Fixing Food Deserts Won’t Fix Food Insecurity

by James A. Bacon

Speaking of food…food_desert there’s new research out on the differences in diet and nutrition between different socioeconomic groups. The conventional wisdom is that a major factor explaining the gap in nutritional quality between affluent and poor Americans is the difficulty poor people have in accessing fresher, healthier food — the food desert phenomenon.

Using new data sets unavailable to previous researchers, Jessie Handbury, Molly Schnell and Ilya Rahkovsky were able to hone in food-buying practices of poor and affluent shoppers in the same grocery store. They found that the same patterns prevailed  — affluent people buy healthier, more nutritious food than poor people do.

“Our results indicate that improving access to healthy foods alone will do little to close the gap in the nutritional quality of grocery purchases across different socioeconomic groups,” they write in “What Drives Nutritional Disparities? Retail Access and Food Purchases across the Socioeconomic Spectrum,” published by the National Bureau of Economic Research. “Improving the concentration and nutritional quality of stores in the average low-income and low-education neighborhood to match those of the average high-income and high-education neighborhood would only close the gap in nutritional consumption across these groups by 1-3%.”

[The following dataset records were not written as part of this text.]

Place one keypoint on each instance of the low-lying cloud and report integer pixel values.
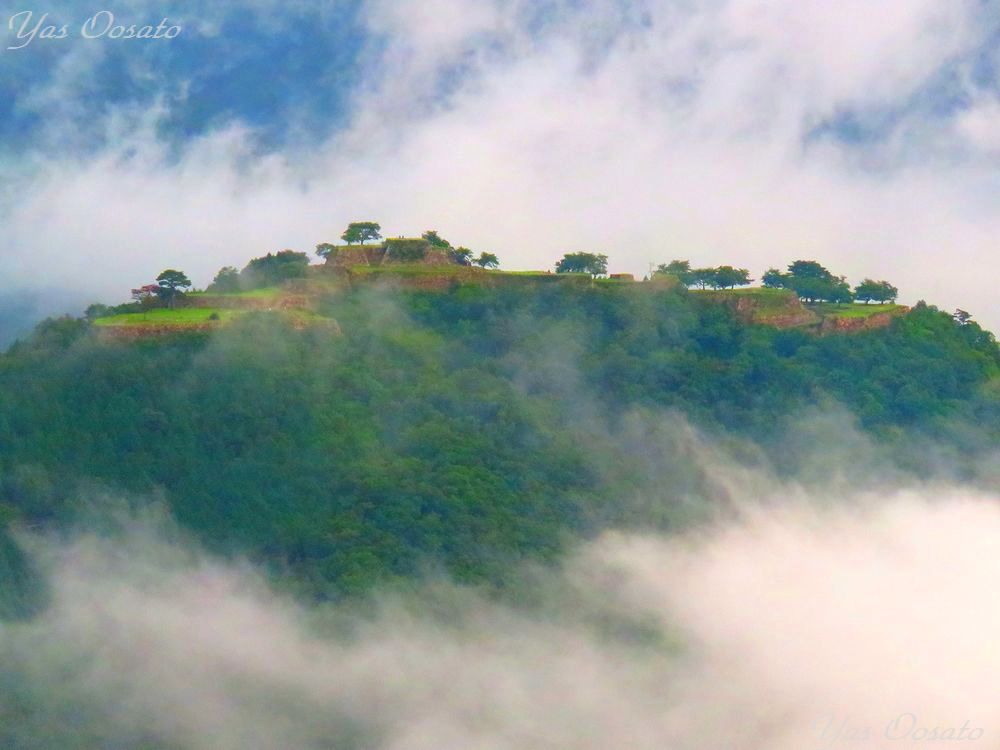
(737, 132)
(797, 623)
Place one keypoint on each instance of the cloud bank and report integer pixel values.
(798, 624)
(726, 132)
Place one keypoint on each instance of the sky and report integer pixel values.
(745, 132)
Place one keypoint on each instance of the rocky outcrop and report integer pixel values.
(871, 322)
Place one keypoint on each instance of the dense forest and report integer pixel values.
(459, 431)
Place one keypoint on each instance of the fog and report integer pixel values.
(793, 619)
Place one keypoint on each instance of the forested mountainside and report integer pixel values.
(464, 429)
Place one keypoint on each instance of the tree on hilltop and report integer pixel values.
(487, 260)
(870, 290)
(171, 284)
(679, 268)
(325, 250)
(435, 239)
(727, 277)
(461, 255)
(595, 264)
(811, 281)
(361, 232)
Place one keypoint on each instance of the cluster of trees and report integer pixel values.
(452, 439)
(595, 264)
(870, 290)
(813, 282)
(169, 288)
(720, 277)
(364, 231)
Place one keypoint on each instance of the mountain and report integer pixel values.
(348, 432)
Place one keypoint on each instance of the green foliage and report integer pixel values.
(592, 263)
(406, 250)
(171, 286)
(453, 429)
(811, 281)
(722, 277)
(727, 277)
(226, 281)
(875, 291)
(273, 269)
(487, 260)
(460, 255)
(361, 232)
(435, 239)
(679, 268)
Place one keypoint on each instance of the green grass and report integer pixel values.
(411, 269)
(184, 316)
(852, 309)
(765, 297)
(270, 291)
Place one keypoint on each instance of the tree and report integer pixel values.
(809, 269)
(435, 239)
(875, 291)
(461, 255)
(227, 280)
(171, 286)
(487, 260)
(96, 310)
(593, 263)
(812, 282)
(361, 232)
(773, 279)
(727, 277)
(325, 250)
(679, 268)
(702, 278)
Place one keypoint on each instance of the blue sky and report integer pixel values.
(751, 132)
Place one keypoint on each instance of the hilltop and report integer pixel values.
(416, 264)
(363, 423)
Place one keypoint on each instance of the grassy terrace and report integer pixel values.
(184, 316)
(265, 293)
(853, 310)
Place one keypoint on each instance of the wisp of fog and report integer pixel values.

The authors suggest that two other variables are at play: the price of food and consumer preferences for certain kinds of food over others. Their research did not indicate the relative importance of those factors played in influencing food purchases.

Bacon’s bottom line: Once food preferences are established, it is very difficult to change them. That’s not to say it can’t be done — If I learned to like brocolli and brussel sprouts, for cryin’ out loud, anybody can change their food preferences — but it is a long, slow process. The problem is compounded by the fact that the food preferred by the poor — loaded with salt, fat and sugar — is engineered to taste better than healthy foods. And it’s compounded yet again by the fact is that many Americans across the income spectrum have lost the cultural knowledge of how to cook healthy foods. Educated Americans acquire that knowledge by watching cooking channels, buying cook books, and exposing themselves to new foods at finer restaurants. Those options are less available to the poor.

Spending money to induce grocery stores to locate in food deserts and stock their shelves with nutritious food is a fool’s errand. Grocers won’t stock shelf space with food that no one buys. Conversely, if poor people (a) showed a strong preference for nutritious food and (b) could afford to buy it, grocers would need no prodding — they would supply what the customer demanded.

The lousy nutrition of America’s poor is a demand-side problem, not a supply-side problem. To change how America eats, the first order of business is to change what Americans want to eat and can afford to eat.